I have to admit that Dick has a point, albeit a super annoying one. Yes, in a perfect world, matters of petty financial intercourse should be made clear and obvious. In a perfect world, I could have told this man I had been on one date with that I was in dire financial straits due to being a college sophomore cobbling together a sub-poverty-line wage from my two jobs, and he could have explicitly offered to buy me pasta with his attorney’s salary, and we both would have been all the more relaxed for how simple and explicit we’d just made the world for ourselves.
The unfortunate crux of the problem is that the old gender roles are no longer so predictable as to take that stress off a heterosexual date, but we still live in a world that’s governed by people’s financial needs, which it turns out are still rude to even discuss. Dick had me in a catch-22, and he knew it. (He claims he didn’t know it.) If I’d explicitly asked him to pay for me, I was in danger of being graceless and rude — to say nothing of what I’d be implying sexually, which I really didn’t want to imply. If I’d explicitly refused to pay him back, I would’ve seemed churlish and stingy. And if I’d sucked it up and had sex with him for the price of a Vapiano pasta, I would have been so annoyed with myself.
There’s nothing wrong with selling sex, or with doing so for an inexpensive rate, but the fact remained that I didn’t want to do it and felt that I was being boxed into it. The only option left to me was to play phone tag for a year over a debt that amounted to approximately three hours of tips in the coffee shop where I worked. It was a suck-ass option, but weren’t they all?
I can advise no hard-and-fast rules for navigating the agony of asking someone to pay you back, but I can suggest some guidelines. One, use common sense about the money that you and your friends have to spend in the first place.

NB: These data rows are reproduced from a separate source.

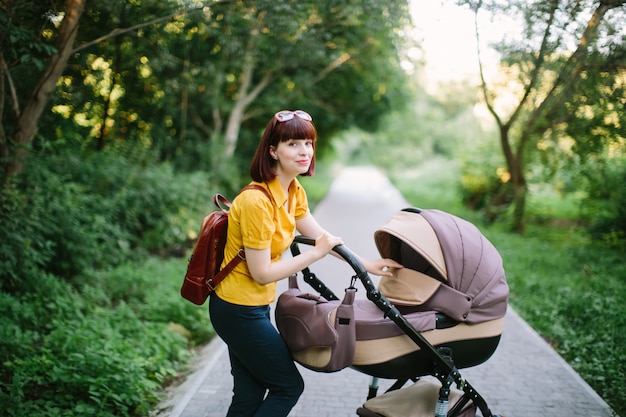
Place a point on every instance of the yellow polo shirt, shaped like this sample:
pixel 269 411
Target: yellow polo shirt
pixel 257 222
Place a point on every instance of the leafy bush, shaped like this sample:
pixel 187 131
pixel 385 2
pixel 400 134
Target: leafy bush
pixel 606 206
pixel 104 349
pixel 69 214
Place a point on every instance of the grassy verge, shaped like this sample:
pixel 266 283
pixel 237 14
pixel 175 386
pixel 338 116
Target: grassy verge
pixel 103 348
pixel 567 288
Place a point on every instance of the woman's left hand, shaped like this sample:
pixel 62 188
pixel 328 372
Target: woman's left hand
pixel 381 266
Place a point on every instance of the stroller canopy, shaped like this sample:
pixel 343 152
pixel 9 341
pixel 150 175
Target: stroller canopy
pixel 449 266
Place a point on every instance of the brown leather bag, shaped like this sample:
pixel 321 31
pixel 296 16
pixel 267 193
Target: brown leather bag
pixel 320 334
pixel 203 271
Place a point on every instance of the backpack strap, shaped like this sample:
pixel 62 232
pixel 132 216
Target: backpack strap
pixel 223 204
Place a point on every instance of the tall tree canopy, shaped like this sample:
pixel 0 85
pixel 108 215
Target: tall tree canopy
pixel 191 79
pixel 563 75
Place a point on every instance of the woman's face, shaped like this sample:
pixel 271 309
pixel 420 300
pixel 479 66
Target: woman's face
pixel 293 156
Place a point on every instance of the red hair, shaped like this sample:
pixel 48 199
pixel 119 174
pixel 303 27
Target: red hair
pixel 263 166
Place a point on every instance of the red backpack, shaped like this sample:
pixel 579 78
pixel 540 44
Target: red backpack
pixel 203 271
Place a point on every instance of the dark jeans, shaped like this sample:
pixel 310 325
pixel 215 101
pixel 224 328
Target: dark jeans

If one friend makes a substantially higher salary than the rest, that friend can either cover everyone else at the nice place of their choosing, or agree to do something cheap. The Venmo collection at the end of the night feels much lower stakes when the bill’s total is low. This also means that Dick’s argument doesn’t really hold water — if one party is a corporate lawyer and the other makes a single-digit number of dollars per hour, the layout of monies owed becomes obvious on its own, without needing to be made explicit the way the lawyers and bean-counters of the world want it to be.
But also, I admit that I grudgingly respect Dick’s balls in this matter. He felt he was owed a debt and he came at me with the intensity of 10 collection agencies. I will always hate him for this, because no matter what mental gymnastics he still performs to convince himself otherwise, he had the money and I didn’t and he had no right to harass me like that. Yet in situations where one person’s debt puts one of their friends under legitimate financial strain, it should be acceptable to say so explicitly — Dick was right about that. It shouldn’t be embarrassing to admit that you simply can’t cover your buddy’s pho this time. Most of us can’t cover the proverbial pho every single time! There are no temporarily embarrassed millionaires here!
I’ll leave you all with Helena’s final thoughts. “They have to pay you back,” she advises. “If they can’t pay you back, you can’t cover them again. If they actually can pay you back, they’ll do it when you tell them that part, and if they can’t, then so what, you spent twice as much lunch money to find out that your friend is in bad financial shape and needed your help. But never spend money you really truly can’t afford to lose on finding that out.”